VISCOSITY - Perhaps the most misunderstood property of oils, viscosity is its tendency to resist flow. The viscosity must always be high enough to keep a good oil film between the moving parts. Otherwise, friction will increase, resulting in power loss and rapid wear on the parts. Oils are graded by their viscosities at a certain temperature, since most oils tend to be thicker when cold and thinner when hot. (Grading is set up by noting the number of seconds required for a given quantity (60 ml) of the oil at the given temperature to flow through a standard orifice.)

Every oil has a viscosity index based on the slope of the industry's standard temperature-viscosity curve. The viscosity index depends on the rate of change in viscosity of a given oil with a change in temperature. A low index figure means a steep slope of the curve, or a great variation of viscosity with a change in temperature; a high index figure means a flatter slope, or lesser variation of viscosity with the same changes in temperatures. If you are using an oil with a high viscosity index, its viscosity or body will change less when the temperature of the engine increases.
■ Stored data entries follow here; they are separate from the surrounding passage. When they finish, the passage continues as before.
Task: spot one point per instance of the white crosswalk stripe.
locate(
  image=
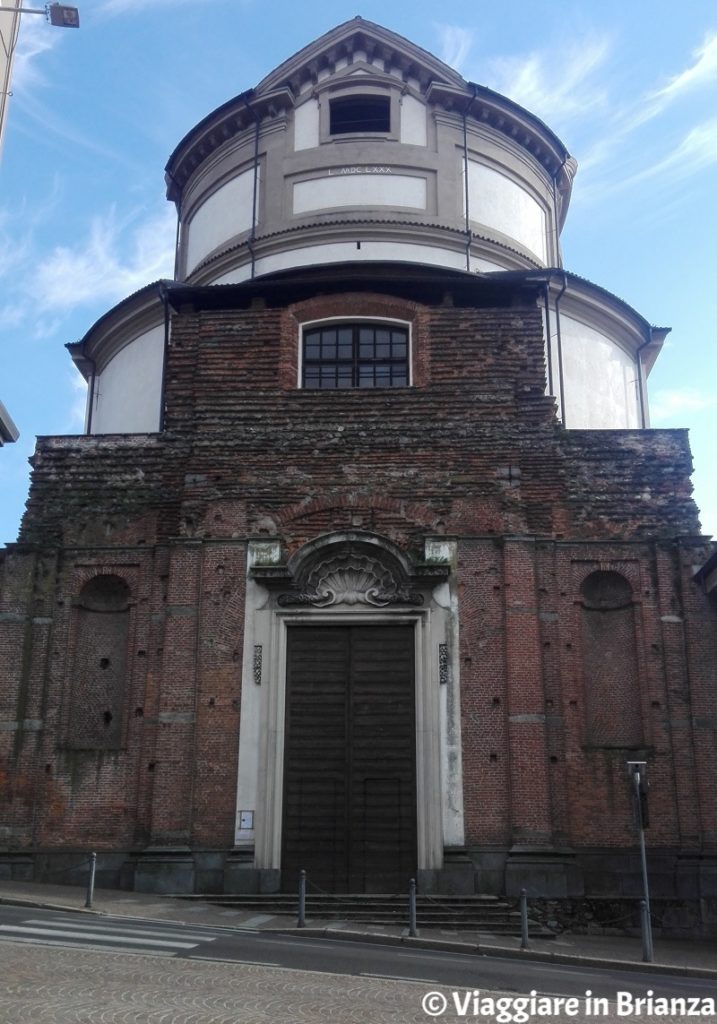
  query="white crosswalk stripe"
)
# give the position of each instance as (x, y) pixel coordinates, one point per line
(110, 935)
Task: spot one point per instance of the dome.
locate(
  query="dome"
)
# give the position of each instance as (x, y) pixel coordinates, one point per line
(364, 150)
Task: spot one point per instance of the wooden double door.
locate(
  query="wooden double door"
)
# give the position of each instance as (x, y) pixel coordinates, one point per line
(349, 780)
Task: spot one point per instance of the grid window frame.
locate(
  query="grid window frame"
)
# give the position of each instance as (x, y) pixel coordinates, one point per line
(361, 354)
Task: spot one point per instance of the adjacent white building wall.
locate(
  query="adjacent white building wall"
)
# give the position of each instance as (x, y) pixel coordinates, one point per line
(128, 391)
(498, 202)
(225, 213)
(599, 377)
(360, 188)
(413, 122)
(306, 125)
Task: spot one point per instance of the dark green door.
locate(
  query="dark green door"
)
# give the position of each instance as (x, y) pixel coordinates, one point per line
(349, 783)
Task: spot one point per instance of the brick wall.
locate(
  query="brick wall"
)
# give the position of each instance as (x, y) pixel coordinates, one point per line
(471, 451)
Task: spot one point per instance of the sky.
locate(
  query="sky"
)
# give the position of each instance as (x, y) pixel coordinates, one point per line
(630, 88)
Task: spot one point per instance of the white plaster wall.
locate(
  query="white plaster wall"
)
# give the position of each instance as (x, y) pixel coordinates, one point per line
(360, 189)
(498, 202)
(343, 252)
(600, 379)
(413, 122)
(306, 125)
(223, 214)
(127, 393)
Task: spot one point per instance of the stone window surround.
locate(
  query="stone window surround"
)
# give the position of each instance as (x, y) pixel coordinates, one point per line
(369, 84)
(350, 322)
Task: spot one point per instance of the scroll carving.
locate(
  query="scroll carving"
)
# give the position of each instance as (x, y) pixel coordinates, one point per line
(351, 578)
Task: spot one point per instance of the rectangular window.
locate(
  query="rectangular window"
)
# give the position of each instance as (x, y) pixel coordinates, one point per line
(360, 115)
(350, 355)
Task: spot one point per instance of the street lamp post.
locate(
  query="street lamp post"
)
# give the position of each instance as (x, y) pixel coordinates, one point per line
(57, 14)
(637, 770)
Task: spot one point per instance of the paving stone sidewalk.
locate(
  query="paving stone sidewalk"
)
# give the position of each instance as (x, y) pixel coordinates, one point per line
(687, 956)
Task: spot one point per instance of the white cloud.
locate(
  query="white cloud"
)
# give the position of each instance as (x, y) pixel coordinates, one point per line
(560, 84)
(113, 7)
(702, 72)
(455, 44)
(675, 403)
(112, 262)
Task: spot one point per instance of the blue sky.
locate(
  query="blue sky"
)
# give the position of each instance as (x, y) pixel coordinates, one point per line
(631, 89)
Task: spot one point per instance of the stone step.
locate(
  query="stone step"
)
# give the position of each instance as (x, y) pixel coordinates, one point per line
(471, 912)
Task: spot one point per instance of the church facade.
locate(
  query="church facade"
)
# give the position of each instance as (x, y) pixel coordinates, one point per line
(368, 563)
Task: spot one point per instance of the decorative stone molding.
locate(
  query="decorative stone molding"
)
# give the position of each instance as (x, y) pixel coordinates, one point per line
(350, 577)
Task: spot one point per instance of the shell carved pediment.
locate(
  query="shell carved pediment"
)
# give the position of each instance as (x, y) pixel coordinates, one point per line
(351, 578)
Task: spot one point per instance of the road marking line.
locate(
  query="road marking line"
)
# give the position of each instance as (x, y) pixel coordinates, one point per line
(397, 977)
(112, 930)
(219, 960)
(258, 919)
(96, 938)
(84, 946)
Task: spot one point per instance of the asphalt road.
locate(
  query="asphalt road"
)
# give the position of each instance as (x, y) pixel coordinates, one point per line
(357, 960)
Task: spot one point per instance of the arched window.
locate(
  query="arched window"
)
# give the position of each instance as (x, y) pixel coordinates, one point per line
(348, 354)
(609, 662)
(99, 665)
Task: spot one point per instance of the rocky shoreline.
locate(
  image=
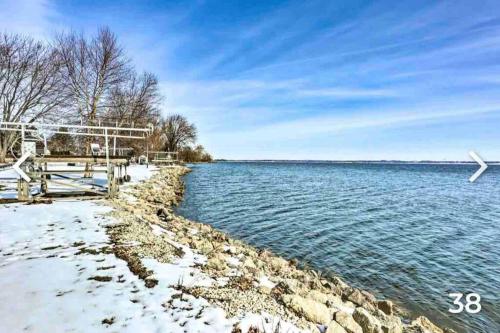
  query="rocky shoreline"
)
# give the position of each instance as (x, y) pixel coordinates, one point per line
(242, 279)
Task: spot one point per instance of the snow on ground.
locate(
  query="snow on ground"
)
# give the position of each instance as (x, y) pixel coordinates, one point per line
(51, 280)
(8, 178)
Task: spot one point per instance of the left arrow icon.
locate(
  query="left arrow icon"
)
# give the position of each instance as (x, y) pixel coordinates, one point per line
(17, 168)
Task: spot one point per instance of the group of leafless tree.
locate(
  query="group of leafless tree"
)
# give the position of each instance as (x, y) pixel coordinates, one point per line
(84, 80)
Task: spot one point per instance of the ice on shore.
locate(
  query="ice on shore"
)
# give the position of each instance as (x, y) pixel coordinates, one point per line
(56, 276)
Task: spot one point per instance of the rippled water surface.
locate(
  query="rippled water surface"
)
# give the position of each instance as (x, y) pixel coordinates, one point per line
(411, 233)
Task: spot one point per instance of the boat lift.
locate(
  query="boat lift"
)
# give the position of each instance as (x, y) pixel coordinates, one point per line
(36, 167)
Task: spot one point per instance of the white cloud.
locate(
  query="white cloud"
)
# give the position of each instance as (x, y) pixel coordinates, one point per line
(36, 18)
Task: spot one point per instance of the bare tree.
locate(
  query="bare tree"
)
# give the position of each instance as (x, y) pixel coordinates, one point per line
(136, 103)
(91, 69)
(178, 132)
(30, 84)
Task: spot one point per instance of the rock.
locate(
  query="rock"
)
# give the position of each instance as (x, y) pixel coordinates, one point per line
(292, 286)
(335, 327)
(392, 324)
(369, 297)
(264, 290)
(248, 263)
(386, 307)
(337, 304)
(278, 263)
(426, 324)
(203, 246)
(341, 284)
(217, 264)
(317, 296)
(368, 323)
(311, 310)
(357, 297)
(347, 322)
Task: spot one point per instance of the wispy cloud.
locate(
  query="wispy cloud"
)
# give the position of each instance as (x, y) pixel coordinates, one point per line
(36, 18)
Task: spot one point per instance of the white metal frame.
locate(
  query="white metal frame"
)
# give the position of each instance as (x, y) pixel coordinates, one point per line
(96, 131)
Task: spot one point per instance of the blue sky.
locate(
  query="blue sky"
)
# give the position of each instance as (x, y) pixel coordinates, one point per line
(309, 79)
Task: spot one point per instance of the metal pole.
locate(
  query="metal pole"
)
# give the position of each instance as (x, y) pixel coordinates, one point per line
(107, 147)
(22, 139)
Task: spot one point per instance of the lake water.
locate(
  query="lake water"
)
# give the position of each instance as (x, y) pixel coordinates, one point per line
(410, 233)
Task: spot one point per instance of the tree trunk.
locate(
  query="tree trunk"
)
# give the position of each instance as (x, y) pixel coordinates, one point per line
(3, 147)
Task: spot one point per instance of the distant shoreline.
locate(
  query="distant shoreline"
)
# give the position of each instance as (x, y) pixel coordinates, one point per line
(360, 162)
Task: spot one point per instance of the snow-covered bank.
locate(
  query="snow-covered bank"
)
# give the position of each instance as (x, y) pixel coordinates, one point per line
(58, 273)
(131, 264)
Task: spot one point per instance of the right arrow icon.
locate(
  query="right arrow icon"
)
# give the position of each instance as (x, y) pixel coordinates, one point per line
(479, 161)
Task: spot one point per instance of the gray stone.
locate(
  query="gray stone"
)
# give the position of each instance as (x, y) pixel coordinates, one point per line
(335, 327)
(311, 310)
(368, 323)
(347, 322)
(386, 307)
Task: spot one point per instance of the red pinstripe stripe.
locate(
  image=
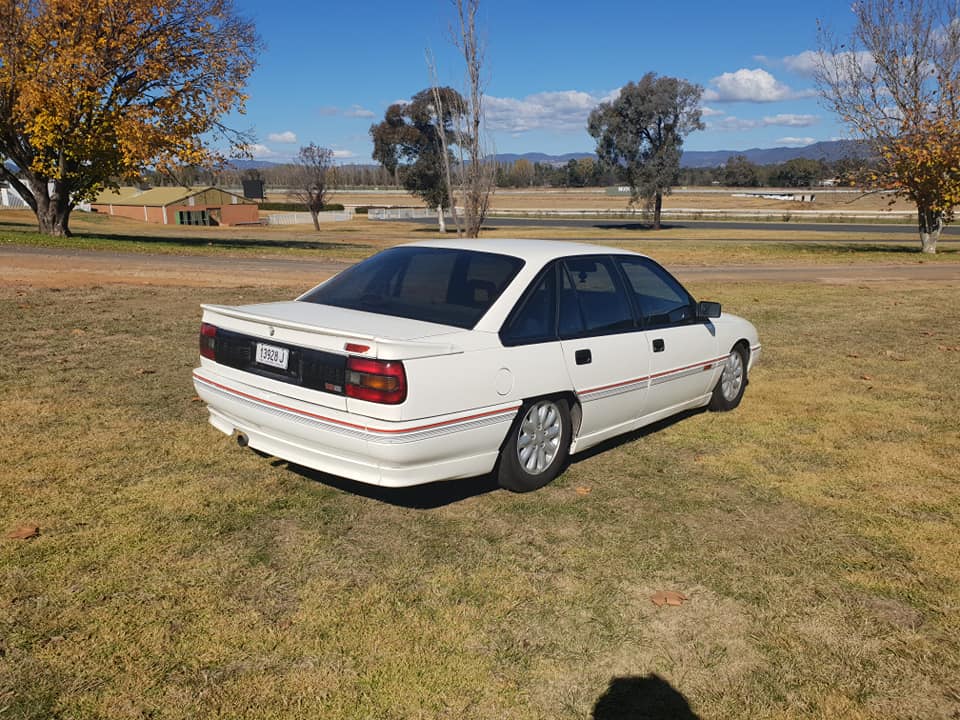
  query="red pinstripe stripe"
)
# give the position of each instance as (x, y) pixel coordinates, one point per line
(705, 364)
(367, 428)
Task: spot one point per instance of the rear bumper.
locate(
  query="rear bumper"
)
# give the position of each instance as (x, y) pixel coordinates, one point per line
(390, 454)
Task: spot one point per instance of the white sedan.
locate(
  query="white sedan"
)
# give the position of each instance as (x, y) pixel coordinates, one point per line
(452, 359)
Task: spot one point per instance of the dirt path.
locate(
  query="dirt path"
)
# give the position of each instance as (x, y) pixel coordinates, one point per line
(44, 267)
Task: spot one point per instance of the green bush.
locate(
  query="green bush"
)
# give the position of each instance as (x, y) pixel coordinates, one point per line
(295, 207)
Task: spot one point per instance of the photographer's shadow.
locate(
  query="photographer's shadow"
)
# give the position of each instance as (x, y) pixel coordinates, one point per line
(642, 698)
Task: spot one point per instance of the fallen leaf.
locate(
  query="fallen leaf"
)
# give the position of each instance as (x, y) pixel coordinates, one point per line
(668, 597)
(24, 532)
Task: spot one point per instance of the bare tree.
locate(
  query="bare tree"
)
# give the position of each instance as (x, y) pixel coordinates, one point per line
(477, 176)
(312, 171)
(896, 83)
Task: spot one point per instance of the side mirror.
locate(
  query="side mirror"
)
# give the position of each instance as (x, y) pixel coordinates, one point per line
(707, 310)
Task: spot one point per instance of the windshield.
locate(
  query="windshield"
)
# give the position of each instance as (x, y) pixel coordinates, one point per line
(438, 285)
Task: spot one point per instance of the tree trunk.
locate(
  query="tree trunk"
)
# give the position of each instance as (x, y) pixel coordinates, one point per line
(657, 208)
(53, 208)
(931, 223)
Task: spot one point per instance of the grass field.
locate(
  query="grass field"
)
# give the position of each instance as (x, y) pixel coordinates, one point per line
(354, 240)
(814, 531)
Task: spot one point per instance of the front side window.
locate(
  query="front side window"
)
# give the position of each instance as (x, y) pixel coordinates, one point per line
(438, 285)
(661, 299)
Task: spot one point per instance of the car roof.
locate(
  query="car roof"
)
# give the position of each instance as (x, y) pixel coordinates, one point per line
(536, 252)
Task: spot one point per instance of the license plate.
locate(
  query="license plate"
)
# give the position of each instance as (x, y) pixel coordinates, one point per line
(272, 355)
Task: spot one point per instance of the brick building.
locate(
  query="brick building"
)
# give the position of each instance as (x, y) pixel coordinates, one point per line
(178, 206)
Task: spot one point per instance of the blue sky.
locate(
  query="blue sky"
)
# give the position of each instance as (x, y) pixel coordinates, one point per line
(330, 69)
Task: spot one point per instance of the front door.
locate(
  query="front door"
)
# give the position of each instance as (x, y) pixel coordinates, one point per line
(683, 350)
(605, 352)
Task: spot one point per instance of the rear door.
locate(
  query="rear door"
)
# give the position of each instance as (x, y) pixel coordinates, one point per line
(604, 349)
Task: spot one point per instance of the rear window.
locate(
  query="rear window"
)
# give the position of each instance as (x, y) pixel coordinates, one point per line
(438, 285)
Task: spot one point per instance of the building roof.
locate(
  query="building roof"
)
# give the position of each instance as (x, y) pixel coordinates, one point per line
(155, 197)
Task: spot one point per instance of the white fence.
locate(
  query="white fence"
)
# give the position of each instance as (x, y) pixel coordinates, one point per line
(400, 213)
(305, 219)
(11, 199)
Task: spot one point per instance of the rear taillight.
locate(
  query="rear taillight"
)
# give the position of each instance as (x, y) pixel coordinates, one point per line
(208, 341)
(380, 381)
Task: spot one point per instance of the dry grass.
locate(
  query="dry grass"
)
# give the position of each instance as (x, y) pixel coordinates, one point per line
(354, 240)
(814, 529)
(694, 198)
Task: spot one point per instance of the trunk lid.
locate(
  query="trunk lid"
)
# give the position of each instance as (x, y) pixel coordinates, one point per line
(331, 329)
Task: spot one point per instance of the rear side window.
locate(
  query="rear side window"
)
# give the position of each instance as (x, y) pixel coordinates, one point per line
(438, 285)
(661, 299)
(533, 320)
(604, 306)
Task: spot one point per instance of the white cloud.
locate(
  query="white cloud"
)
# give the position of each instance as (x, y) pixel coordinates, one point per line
(284, 137)
(791, 120)
(798, 142)
(746, 85)
(731, 123)
(565, 110)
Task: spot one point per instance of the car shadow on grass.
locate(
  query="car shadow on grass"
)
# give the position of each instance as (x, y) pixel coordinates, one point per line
(430, 496)
(644, 698)
(418, 497)
(630, 437)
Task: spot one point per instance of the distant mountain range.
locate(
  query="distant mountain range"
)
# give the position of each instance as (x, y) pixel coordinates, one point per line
(830, 151)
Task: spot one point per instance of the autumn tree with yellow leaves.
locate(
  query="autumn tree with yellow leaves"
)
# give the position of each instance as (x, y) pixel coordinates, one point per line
(92, 92)
(896, 83)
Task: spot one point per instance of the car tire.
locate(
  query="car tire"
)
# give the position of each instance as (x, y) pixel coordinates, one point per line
(537, 447)
(733, 381)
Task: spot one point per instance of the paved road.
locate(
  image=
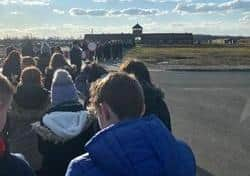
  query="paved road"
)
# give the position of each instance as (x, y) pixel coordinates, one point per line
(211, 112)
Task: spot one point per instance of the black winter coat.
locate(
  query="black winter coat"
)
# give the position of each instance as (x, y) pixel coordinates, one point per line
(154, 102)
(30, 96)
(49, 73)
(57, 155)
(76, 56)
(43, 62)
(12, 165)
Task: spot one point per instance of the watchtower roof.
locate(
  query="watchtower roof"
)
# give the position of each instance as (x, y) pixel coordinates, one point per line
(137, 26)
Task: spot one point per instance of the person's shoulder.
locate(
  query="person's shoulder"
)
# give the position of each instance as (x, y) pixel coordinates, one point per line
(82, 165)
(20, 164)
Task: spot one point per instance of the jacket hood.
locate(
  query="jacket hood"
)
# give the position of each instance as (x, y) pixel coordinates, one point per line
(140, 147)
(62, 126)
(31, 96)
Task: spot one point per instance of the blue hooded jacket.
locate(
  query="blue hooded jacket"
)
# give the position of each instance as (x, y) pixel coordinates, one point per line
(141, 147)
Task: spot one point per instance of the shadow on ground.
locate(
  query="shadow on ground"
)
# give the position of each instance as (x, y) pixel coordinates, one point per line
(203, 172)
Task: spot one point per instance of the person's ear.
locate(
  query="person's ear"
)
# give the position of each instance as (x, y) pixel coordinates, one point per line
(104, 110)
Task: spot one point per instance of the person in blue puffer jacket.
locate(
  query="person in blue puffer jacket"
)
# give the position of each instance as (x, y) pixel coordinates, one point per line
(129, 144)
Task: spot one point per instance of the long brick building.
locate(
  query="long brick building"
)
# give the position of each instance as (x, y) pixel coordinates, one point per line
(145, 38)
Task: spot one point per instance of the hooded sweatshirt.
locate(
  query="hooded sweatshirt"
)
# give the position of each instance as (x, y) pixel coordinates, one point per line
(141, 147)
(62, 133)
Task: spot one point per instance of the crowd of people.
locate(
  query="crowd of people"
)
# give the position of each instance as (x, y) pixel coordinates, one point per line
(74, 118)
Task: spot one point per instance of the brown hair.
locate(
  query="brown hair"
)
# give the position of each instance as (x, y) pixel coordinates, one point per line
(31, 75)
(122, 92)
(28, 61)
(6, 89)
(138, 68)
(57, 61)
(93, 71)
(13, 59)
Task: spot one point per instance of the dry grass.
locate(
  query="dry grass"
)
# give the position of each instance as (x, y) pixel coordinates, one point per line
(192, 55)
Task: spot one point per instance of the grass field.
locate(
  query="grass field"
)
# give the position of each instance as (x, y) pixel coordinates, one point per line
(185, 55)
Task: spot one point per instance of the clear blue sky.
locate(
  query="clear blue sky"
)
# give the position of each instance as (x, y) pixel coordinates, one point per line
(66, 18)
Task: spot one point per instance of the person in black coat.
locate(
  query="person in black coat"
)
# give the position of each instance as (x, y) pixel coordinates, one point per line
(44, 57)
(76, 56)
(31, 87)
(12, 67)
(64, 129)
(57, 61)
(10, 164)
(154, 97)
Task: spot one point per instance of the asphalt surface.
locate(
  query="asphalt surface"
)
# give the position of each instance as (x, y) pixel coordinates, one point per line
(211, 112)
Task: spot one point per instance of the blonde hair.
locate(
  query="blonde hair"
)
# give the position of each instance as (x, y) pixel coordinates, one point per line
(31, 75)
(6, 89)
(28, 61)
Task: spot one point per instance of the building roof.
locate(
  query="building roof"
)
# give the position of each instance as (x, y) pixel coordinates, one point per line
(137, 26)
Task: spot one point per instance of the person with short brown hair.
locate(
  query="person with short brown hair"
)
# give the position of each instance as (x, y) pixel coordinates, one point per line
(10, 164)
(12, 66)
(30, 103)
(28, 61)
(154, 97)
(108, 91)
(57, 61)
(128, 143)
(31, 93)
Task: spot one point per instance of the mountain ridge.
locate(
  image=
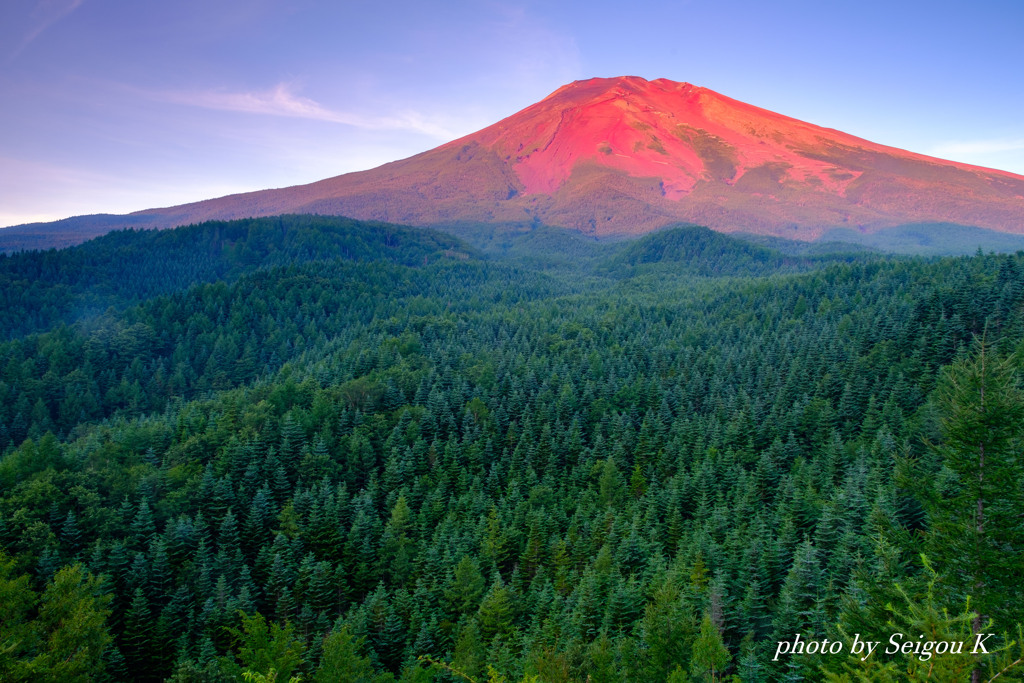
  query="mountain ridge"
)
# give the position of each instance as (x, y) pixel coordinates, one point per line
(626, 156)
For decades automobiles have used multi-grade (viscosity) oils rather than single viscosity, as detailed above, to avoid seasonal changes to different oils. Multi-grade oils have two viscosity grade numbers indicating their lowest and highest classification, e.g., SAE 10W-40. The lower grade number indicates the relative fluidity of the oil in cold weather for easy starting and immediate oil flow. The higher grade number indicates the relative viscosity of the oil at high operating temperatures for adequate wear protection. The "W" means "winter" grade, now used universally. Multi-grade oils generally contain viscosity index improvers (additives) that reduce the tendency of an oil to lose viscosity, or thin out, at high temperatures. Modern oils, especially synthetics, have viscosity grades as low as zero (e.g., SAE 0W-30), meaning simply that the oil flows more freely at low temperature than, for instance, a 5W-30 oil.

POUR POINT - The pour point of an oil is the lowest temperature at which the oil will [barely] flow from a container. At a temperature below the pour point, oil congeals or solidifies. Lube oils used in cold weather operations must have a low pour point. (NOTE: The pour point is closely related to the viscosity of the oil. In general, an oil of high viscosity will have a higher pour point than an oil of low viscosity.)

FLASH POINT - The flash point of an oil is the temperature at which enough vapor is given off to ignite when a flame or spark is present. The minimum flash points allowed for most lube oils are all above 300°F. However, the actual temperatures of the oils are always far below 300°F under normal operating conditions.

FIRE POINT - The fire point of an oil is the temperature at which the oil will continue to burn when it is ignited.

AUTOIGNITION POINT - The auto-ignition point of an oil is the temperature at which the flammable vapors given off from the oil will burn. This kind of burning will occur without the application of a spark or flame. For most lubricating oils, this temperature is in the range of 465° to 815°F.

DEMULSIBILITY - The demulsibility, or emulsion characteristic, of an oil is its ability to separate cleanly from any water present- an important factor in forced-feed systems.

NEUTRALIZATION NUMBER - The neutralization number of an oil indicates its acid content and is defined as the number of milligrams of potassium hydroxide (KOH) required to neutralize 1 gram of the oil. All petroleum products deteriorate (oxidize) in the presence of air and heat. Oxidation produces organic acids which, if present in sufficient concentrations, will cause deterioration of alloy bearings at elevated temperatures as well as galvanized surfaces.

PRECIPITATION NUMBER - The precipitation number of an oil is a measure of the amount of solids classified as asphalts or carbon residue contained in the oil. The number is reached when a known amount of oil is diluted with naphtha and the precipitate is separated by centrifuging-the volume of separated solids equals the precipitation number. This test detects the presence of foreign materials in used oils. An oil with a high precipitation number may cause trouble in an engine. It could leave deposits or plug up valves and pumps.